使用Selenium和Python遍历下拉菜单

时间:2019-02-27 19:17:55

标签: python selenium web-scraping

我正在尝试浏览以下URL上的下拉菜单:https://www.accuform.com/safety-sign/danger-danger-authorized-personnel-only-MADM006

例如,在选项下的第一个下拉菜单列出了不同的材料,我想依次选择每个材料,然后从网页中收集其他一些信息,然后再继续研究下一个材料。这是我当前的代码:

driver = webdriver.Firefox()
driver.get('https://www.accuform.com/safety-sign/danger-danger-authorized-personnel-only-MADM006')

time.sleep(3)

driver.find_element_by_id('x-mark-icon').click()

select = Select(driver.find_element_by_name('Wiqj7mb4rsAq9LB'))
options = select.options
optionsList = []

driver.find_elements_by_class_name('select-wrapper')[0].click()

element = driver.find_element_by_xpath("//select[@name='Wiqj7mb4rsAq9LB']")
actions = ActionChains(driver)
actions.move_to_element(element).perform()

# driver.execute_script("arguments[0].scrollIntoView();", element)


for option in options: #iterate over the options, place attribute value in list
    optionsList.append(option.get_attribute("value"))

for optionValue in optionsList:
    print("starting loop on option %s" % optionValue)
    # select = WebDriverWait(driver, 10).until(EC.element_to_be_clickable((By.XPATH, "//select[@name='Wiqj7mb4rsAq9LB']")))
    # select = Select(select)
    select.select_by_value(optionValue)

我只是从循环开始,但是遇到了这个错误:

ElementNotInteractableException: Message: Element <option> could not be scrolled into view

然后我添加了webdriverwait并收到TimeoutException错误。

然后我意识到我可能应该单击包含下拉菜单的包装器,所以我添加了单击,它可以弹出菜单,但是仍然出现TimeoutException。

所以我想,也许我应该移至该元素,该元素在我用动作链线尝试过后出现了这个错误

WebDriverException: Message: TypeError: rect is undefined

我尝试通过使用以下代码来避免该错误:

    # driver.execute_script("arguments[0].scrollIntoView();", element)

只是再次导致timeoutexception。

我对Python和Selenium相当陌生,基本上只是修改了SO对类似问题的答案中的代码,但没有任何效果。

我正在使用python 3.6以及Selenium和firefox Webdriver的当前版本。

如果不清楚,或者您需要更多信息,请告诉我。

非常感谢!

编辑:基于Kajal Kunda的回答和评论,我将代码更新为以下内容:

`material_dropdown = driver.find_element_by_xpath("//input[@class='select- 
dropdown']")

driver.execute_script("arguments[0].click();", material_dropdown)

materials=driver.find_elements_by_css_selector("div.select-wrapper 
ul.dropdown-content li")



for material in materials:

    # material_dropdown = 
    driver.find_element_by_xpath("//input[@class='select-dropdown']")

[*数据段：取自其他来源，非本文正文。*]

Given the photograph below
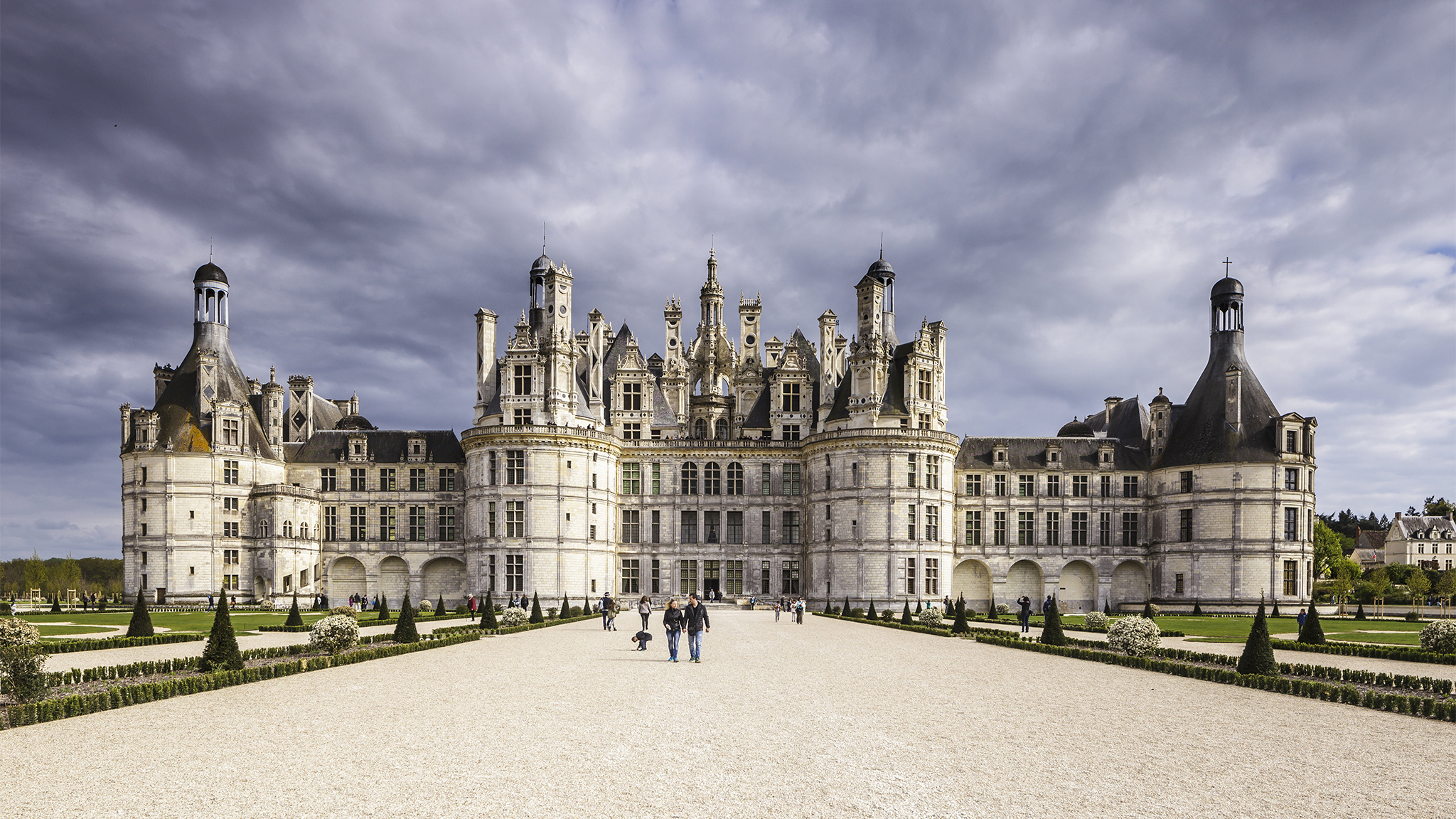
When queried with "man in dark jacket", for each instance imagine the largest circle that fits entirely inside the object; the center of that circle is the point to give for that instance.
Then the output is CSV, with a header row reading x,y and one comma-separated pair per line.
x,y
696,617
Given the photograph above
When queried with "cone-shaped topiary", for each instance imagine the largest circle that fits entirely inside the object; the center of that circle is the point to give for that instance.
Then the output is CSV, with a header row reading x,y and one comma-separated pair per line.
x,y
1051,628
140,619
1312,631
222,646
488,614
1258,655
405,626
294,619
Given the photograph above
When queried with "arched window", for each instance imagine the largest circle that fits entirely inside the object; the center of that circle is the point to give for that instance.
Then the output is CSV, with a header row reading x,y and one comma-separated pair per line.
x,y
736,478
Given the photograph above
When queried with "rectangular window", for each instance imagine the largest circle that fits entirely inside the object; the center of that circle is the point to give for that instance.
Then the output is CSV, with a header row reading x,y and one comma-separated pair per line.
x,y
357,532
514,573
522,381
793,478
973,528
516,519
516,466
791,577
793,528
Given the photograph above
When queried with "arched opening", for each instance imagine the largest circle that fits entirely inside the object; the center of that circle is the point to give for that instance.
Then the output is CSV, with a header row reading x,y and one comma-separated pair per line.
x,y
1024,579
346,577
393,580
1076,588
444,577
1129,585
973,582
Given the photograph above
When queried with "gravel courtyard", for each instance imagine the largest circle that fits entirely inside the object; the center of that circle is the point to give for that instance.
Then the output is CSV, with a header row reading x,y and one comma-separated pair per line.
x,y
829,719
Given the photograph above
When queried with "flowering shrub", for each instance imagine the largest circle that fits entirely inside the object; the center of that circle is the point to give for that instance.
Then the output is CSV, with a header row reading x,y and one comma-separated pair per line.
x,y
1439,637
1135,636
334,633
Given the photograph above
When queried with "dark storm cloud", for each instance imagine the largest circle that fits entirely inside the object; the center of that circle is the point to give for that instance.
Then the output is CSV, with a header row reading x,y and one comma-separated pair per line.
x,y
1054,181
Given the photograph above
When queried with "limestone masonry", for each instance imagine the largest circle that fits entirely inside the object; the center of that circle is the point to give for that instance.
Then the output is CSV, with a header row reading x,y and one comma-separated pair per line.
x,y
727,464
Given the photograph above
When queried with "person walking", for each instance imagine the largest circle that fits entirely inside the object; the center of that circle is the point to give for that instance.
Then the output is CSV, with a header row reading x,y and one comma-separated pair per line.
x,y
696,621
673,623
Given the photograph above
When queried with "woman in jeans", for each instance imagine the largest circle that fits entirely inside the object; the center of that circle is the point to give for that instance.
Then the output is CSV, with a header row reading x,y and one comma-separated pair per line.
x,y
673,621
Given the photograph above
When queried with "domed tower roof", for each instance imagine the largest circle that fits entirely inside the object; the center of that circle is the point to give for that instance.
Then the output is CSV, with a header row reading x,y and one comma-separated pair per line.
x,y
1075,430
210,273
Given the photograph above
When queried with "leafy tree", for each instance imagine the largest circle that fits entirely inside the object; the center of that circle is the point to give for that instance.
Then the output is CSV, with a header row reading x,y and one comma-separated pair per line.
x,y
1258,653
1051,630
405,630
222,646
1312,631
140,619
294,619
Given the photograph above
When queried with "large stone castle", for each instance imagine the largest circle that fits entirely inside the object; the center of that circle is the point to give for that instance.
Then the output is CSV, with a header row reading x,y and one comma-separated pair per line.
x,y
727,464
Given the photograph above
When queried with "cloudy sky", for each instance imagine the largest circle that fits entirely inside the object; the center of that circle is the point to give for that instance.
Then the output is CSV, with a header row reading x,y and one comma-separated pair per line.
x,y
1059,183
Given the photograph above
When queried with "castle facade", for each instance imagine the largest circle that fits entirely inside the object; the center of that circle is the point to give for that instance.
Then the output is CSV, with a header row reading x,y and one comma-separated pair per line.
x,y
727,464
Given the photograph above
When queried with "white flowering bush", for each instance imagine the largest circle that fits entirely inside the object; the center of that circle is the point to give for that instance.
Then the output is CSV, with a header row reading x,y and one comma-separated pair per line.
x,y
1135,636
334,634
1440,637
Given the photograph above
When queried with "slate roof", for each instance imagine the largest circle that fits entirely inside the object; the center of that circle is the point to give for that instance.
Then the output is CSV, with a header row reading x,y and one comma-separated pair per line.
x,y
385,446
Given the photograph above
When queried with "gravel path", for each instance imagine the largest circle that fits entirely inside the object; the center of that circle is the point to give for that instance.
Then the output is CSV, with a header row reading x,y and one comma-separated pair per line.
x,y
829,719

    # driver.execute_script("arguments[0].click();", material_dropdown)

    # materials=driver.find_elements_by_css_selector("div.select-wrapper ul.dropdown-content li")

    material_ele=material.find_element_by_tag_name('span')

if material_ele.text!='':

    material_ele.click()

    time.sleep(5)

    price = driver.find_element_by_class_name("dataPriceDisplay")

    print(price.text)`

结果是它成功打印出了第一类材料的价格,但随后返回: StaleElementReferenceException: Message: The element reference of <li class=""> is stale;...

我已经尝试过在循环内外添加散列行的变体,但始终会得到StaleElementReferenceException错误的版本。

有什么建议吗?

谢谢!

2 个答案:

答案 0 :(得分:1)

您可以使用requests完成全部操作。从下拉列表中列出的选项中获取下拉列表,然后将value属性连接到请求url中,该URL检索包含页面上所有信息的json。添加其他下拉值的原理相同。每个下拉选择的ID是下拉菜单中选项的value属性,并显示在我显示的网址中,每个下拉选择的ID由//分隔。

import requests
from bs4 import BeautifulSoup as bs

url = 'https://www.accuform.com/product/getSku/danger-danger-authorized-personnel-only-MADM006/1/false/null//{}//WHFIw3xXmQx8zlz//6wr93DdrFo5JV//WdnO0RpwKpc4fGF'
startURL = 'https://www.accuform.com/safety-sign/danger-danger-authorized-personnel-only-MADM006'

res = requests.get(startURL)
soup = bs(res.content, 'lxml')
materials = [item['value'] for item in soup.select('#Wiqj7mb4rsAq9LB option')]
sizes = [item['value'] for item in soup.select('#WvXESrTyQjM3Ciw option')]
languages = [item['value'] for item in soup.select('#WUYWGMePtpmpmhy option')]
units = [item['value'] for item in soup.select('#W91eqaJ0WPXwe9b option')]

for material in materials:
    data = requests.get(url.format(material)).json()
    soup = bs(data['dataMaterialBullets'], 'lxml')
    lines = [item.text for item in soup.select('li')]
    print(lines)
    print(data['dataPriceDisplay'])     
    # etc......

JSON示例:

答案 1 :(得分:0)

尝试以下代码。应该可以。

    driver = webdriver.Firefox()
    driver.get('https://www.accuform.com/safety-sign/danger-danger-authorized-personnel-only-MADM006')

    time.sleep(3)
    driver.find_element_by_id('x-mark-icon').click()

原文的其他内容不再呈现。